E’ un Rigoletto sorprendente, intenso e, a suo modo innovativo, quello che è andato in scena il 10 e 11 maggio 2008 al Teatro Civico di La Spezia con l’orchestra e il coro  Carlo Alfredo Mussinelli, diretta da Piero Papini, la regia di Massimo Pezzutti, le scene e i costumi di Stefania Battaglia.

A fronte di una scarsezza di mezzi purtroppo atavica per le produzioni periferiche, per la realizzazione di questo Rigoletto c’è stata una determinazione e una freschezza espressiva che dovrebbe fare pensare quelli che vedono la lirica solo come citazione di un pensiero italiano d’antan, quelli che (al di là delle solite ribalte privilegiate) sottovalutano e mettono in crisi di identità e di budget la creatività lirica di oggi.

Figlia del concorso lirico internazionale “Giovanni Pacini”, giunto quest’anno alla terza edizione, (tenutasi al Teatro Dante di Campi Bisenzio con il grande baritono campigiano Rolando Panerai  in veste di Presidente della giuria), allo sforzo produttivo dell'Associazione Culturale “C. A. Mussinelli”, sostenuta dal contributo della Fondazione CARISPE nell’ambito della programmazione di “Progettomusica” e dell’entusiasta impegno dei suoi artefici, questa operazione ha colpito al cuore il pubblico ligure (in realtà non solo) e ha meritato gli oltre 5 minuti di applausi che nella due rappresentazioni sono sbocciati, irrefrenabili. Convinti.

Una scommessa vinta. Con talento, grazie alla verve registica e scenica. L’edizione spezina di Rigoletto ha fatto scoprire, accanto all’interpretazione sicura dei solisti professionisti, due voci interessanti scaturire dal concorso. Due future protagoniste delle ribalte liriche  (visto l’intensità dell’interpretazione glielo auguriamo) come la soprano turca Pervin Cakar (Gilda) e la mezzo soprano torinese Margherita Settimo (Maddalena e Giovanna). Da sottolineare l’apprezzabile esecuzione dell'orchestra diretta, con chiara incisività di disegno e vigilanza espressiva, dal Maestro Piero Papini. E l'efficace prova del coro.
Il resto (e non è poco) l’ha fatto la determinazione di un manipolo di creativi, che ha voluto portare alla ribalta questo progetto, con nuove idee e un modo di rileggere il melodramma attuale, fluido e allo stesso tempo assolutamente in linea con la struttura dell’opera.

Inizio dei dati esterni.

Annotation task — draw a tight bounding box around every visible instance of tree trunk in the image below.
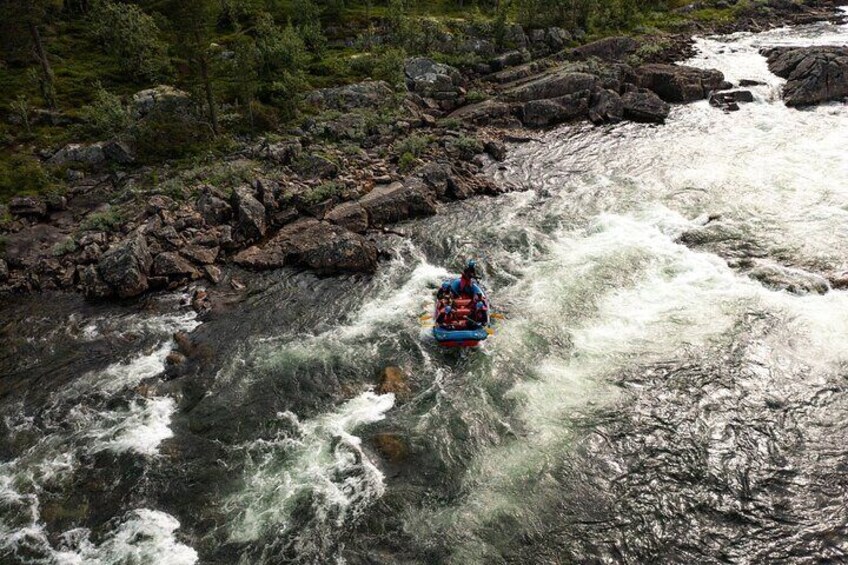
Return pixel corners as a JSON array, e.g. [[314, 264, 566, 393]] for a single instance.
[[198, 54, 218, 136], [29, 22, 56, 110]]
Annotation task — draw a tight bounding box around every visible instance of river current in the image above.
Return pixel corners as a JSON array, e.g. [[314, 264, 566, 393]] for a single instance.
[[0, 9, 848, 565]]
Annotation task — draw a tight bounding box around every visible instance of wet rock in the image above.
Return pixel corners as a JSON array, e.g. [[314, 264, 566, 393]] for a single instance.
[[621, 90, 671, 124], [130, 85, 194, 119], [710, 90, 754, 109], [101, 140, 135, 165], [195, 188, 233, 226], [203, 265, 221, 284], [9, 196, 47, 218], [324, 202, 368, 233], [635, 63, 731, 102], [570, 36, 639, 62], [78, 265, 114, 298], [377, 366, 411, 402], [415, 162, 453, 198], [589, 89, 624, 124], [521, 90, 590, 127], [483, 139, 507, 161], [234, 218, 377, 274], [504, 70, 598, 102], [95, 234, 153, 298], [233, 186, 267, 241], [180, 245, 220, 265], [374, 433, 409, 465], [359, 179, 437, 226], [763, 46, 848, 106], [153, 251, 200, 279], [306, 80, 394, 111]]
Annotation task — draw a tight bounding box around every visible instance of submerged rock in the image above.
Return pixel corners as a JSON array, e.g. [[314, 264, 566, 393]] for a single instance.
[[763, 46, 848, 106], [621, 90, 671, 124]]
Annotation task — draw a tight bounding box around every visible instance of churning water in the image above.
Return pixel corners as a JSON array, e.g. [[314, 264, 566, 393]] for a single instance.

Ottima l’intuizione della poliedrica scenografa Stefania Battaglia di risolvere il sapiente incastro di spazi interni ed esterni, di luoghi aulici e rustici della scrittura verdiana, declinandoli in un dispositivo scenico non convenzionale, basato su un sistema di elementi modulari, polivalenti (e semoventi), in grado di condensare e traslare in segni essenziali ambienti e atmosfere. Sorta di stazioni sceniche in cui si incardinano le corrispondenti stazioni drammatiche della livida vicenda e offrono al regista Massimo Pezzutti il destro per dirigere i cantanti in un percorso non scontato, logico e forte che ha scavato le emozioni, esaltato il pathos, irriso ogni tentativo  banalmente naturalistico di vivere il plot. Filtrando e prosciugando fino a scolpire con mano sicura il cuore emotivo del dramma, quel fatale incalzare degli eventi che travolge l’innocenza ingenua di Gilda, facendone la vittima sacrificale, Pezzutti ha proposto una messa in scena non usuale, che ha il pregio di cementare lo scorrere aspro e rapido del racconto intorno alla sostanza tragica che balena dalle note verdiane, favorendo un efficace e vibrante rapporto tra palcoscenico e orchestra.

Fra le scelte indovinate (e originali) di Pezzutti ci ha colpito l’intento di evidenziare (e sottolineare) la conoscenza biblica fra il Duca di Mantova e Gilda (la figlia di Rigoletto), tramite una macchia rossa che segna il suo candido vestito di vergine, una volta riconsegnata alle braccia del padre dopo il rapimento. L’esito fatale dello stupro sarà ulteriormente rinforzato nel III atto dalla scelta registica di fare trafiggere l’amante - vittima da uno Sparafucile, armato non del suo pugnale, dimenticato nella stanza ceduta al riposo del Duca, ma della spada stessa di cui il  tiranno libertino si è spogliato, per abbandonarsi ai piaceri di Maddalena.

Particolarmente avvolgente e suggestivo anche il gran finale che, invece di far culminare la storia con l’ultimo abbraccio di Rigoletto alla figlia agonizzante, prosegue di qualche fotogramma, schiudendo in campo lungo, con un tableau di solennità neoclassica, il carminio patibolo del Conte di Monterone.

L’immoralità del potere riassunta nel  tragico destino delle sue vittime. La maledizione, così come la vendetta che si ritorcono su chi le ha ordite. L’inutilità della ribellione e l’inevitabile ritorno all’ordine.

Un epilogo che propone una lettura del capolavoro verdiano al di là della patetica storia di amore e morte e consona piuttosto al senso espresso da Victor Hugo nel dramma Le roi s’amuse che ispirò il musicista.

Questo Rigoletto che, ci auguriamo venga presto ripreso e proposto in tour, è insomma sicuramente illuminato da sprazzi di ingegno tipicamente italiano, da professionalità e da impegno. Un lavoro sezionato e risolto anche nei suoi lati più oscuri, che aderisce a quell’urgenza comunicativa che Giuseppe Verdi ha saputo infondere alla sua prima opera della trilogia popolare.